Sunday, August 17, 2008 06:59 AM
Original article: "We want our kids back too"

@ Asehpe

"Canonical topics" is well put.

I also noted that none of Broadsheet's angry men have posted in this thread.

I don't think it's the aesthetics that preclude particpatory compassion. I think the problem is projection. White people, having most of the money, buy most of the stuff. Therefore, advertisers pander to them and, in turn, newsrooms pander to them. It is easier for a white person to project into the tragedy of a white lost child than a black lost child.

And given the magnitude of tragedy that afflicts too many black families, in the forms of poverty, incarceration, and murder (I think I read once that a young black man is nine times more likely to be murdered than a young white man.), some white folks might reason, "Hey, that missing child is just another thing for those black folks. When, oh, when will they get their shit together?"

I'm just guessing here, Asehpe, but in the end, I also think that class matters most and that a po', white, missing, hillybilly child would also be largely ignored. Rich people matter more than the rest of us. Culturally, they do. They garner better care from birth to death. Why wouldn't they garner better care when they are missing?

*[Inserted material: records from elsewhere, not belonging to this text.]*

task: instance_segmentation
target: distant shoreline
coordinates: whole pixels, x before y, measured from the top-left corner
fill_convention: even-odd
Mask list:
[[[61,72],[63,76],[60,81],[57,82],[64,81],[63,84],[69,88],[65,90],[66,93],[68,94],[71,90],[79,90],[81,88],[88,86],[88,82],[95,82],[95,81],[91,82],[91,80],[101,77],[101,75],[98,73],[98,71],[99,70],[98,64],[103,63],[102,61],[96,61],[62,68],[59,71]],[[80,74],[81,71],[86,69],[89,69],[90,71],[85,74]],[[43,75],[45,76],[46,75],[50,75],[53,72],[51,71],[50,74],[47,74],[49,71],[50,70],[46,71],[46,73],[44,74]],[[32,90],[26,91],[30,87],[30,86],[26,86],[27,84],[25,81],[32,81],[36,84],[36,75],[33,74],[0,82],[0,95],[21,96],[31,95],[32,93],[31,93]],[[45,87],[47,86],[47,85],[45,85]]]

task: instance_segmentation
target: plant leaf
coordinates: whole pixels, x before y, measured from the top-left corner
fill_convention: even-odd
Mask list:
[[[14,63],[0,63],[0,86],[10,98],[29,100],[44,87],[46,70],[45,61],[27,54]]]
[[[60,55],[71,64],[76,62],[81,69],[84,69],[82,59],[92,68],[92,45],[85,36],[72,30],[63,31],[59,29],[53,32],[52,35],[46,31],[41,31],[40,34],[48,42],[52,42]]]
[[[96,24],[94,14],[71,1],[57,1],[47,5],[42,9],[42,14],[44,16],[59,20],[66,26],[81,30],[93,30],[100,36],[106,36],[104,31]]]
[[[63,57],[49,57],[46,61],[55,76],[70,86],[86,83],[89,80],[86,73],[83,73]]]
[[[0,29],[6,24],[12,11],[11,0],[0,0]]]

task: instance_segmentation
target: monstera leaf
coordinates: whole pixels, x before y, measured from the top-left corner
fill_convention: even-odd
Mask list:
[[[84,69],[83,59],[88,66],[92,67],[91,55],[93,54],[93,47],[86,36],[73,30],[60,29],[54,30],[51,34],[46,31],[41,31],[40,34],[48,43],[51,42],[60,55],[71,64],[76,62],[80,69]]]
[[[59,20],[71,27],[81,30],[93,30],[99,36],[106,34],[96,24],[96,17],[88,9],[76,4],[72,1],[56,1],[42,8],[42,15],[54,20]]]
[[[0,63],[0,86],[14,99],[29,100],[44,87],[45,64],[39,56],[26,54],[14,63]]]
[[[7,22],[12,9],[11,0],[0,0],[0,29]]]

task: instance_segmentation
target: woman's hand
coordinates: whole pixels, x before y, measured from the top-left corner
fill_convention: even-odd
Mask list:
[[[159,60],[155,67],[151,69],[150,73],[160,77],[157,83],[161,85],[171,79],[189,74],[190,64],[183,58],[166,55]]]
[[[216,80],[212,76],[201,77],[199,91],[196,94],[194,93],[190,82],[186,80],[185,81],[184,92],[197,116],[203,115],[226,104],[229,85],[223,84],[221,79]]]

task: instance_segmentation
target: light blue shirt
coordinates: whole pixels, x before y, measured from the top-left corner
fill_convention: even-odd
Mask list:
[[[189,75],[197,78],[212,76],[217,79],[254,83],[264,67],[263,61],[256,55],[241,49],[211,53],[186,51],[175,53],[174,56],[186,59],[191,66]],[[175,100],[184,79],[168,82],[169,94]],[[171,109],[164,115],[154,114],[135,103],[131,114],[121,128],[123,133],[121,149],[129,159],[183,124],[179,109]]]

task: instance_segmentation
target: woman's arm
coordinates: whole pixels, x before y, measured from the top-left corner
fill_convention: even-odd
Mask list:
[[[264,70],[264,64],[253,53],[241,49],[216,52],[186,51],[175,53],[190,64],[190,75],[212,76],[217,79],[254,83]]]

As regards the Angry Men of Broadsheet who haven't posted in this thread, I just can't be quite as forgiving as you. And I'm equally unforgiving of the feminists who haven't posted in this thread. If your caring is constricted to you, there isn't just a constiptation of compassion: there's no compassion as caring for yourself doesn't count as compassion. The media doesn't manipulate us. We manipulate the media. If enough people were to react in this thread, Ms. Walsh would note the interest and this topic might be placed on the front page of Salon, instead of being given partial placement on the front page of Broadsheet. Ms. Harding did her homework here. She practiced true journalism, as opposed to Ms. Clark-Flory up-page, who told us that she'll never wear pantyhose (Whoo-hoo! As David Terry has noted, Ms. Clark-Flory is fond of talking about her crotch: who goes in it and what does and doesn't sheath it.). And Ms. Clark-Flory's confection gets the sexy shoe shot. We also get to see on Broadsheet's front page some underwear and a model. But Ms. Harding's serious journalism about a deadly serious topic gets nuthin'. We, the people, can change this. If we care, Salon will care. If Salon cares, other media outlets will care. If they care, politicians will care. We, the people, decide what matters. Unfortunately, we, the Salon people, have decided that Ms. Clark-Flory's refusal to wear pantyhose is what matters.

Sunday, August 17, 2008 07:03 AM
Original article: "We want our kids back too"

@ asehpe II

Thanks for the etymology of pickananny. I flinched to even use it because, when I was young, I saw it on postcards that might depict a string of young black children, all smiling and eating watermelon, with a caption that might say: Dem pickannies shur do loves dere watermelon!

In my ignorance of its etymology, I was afraid it might have a more noxious origin, although association with the slave trade does forever taint it.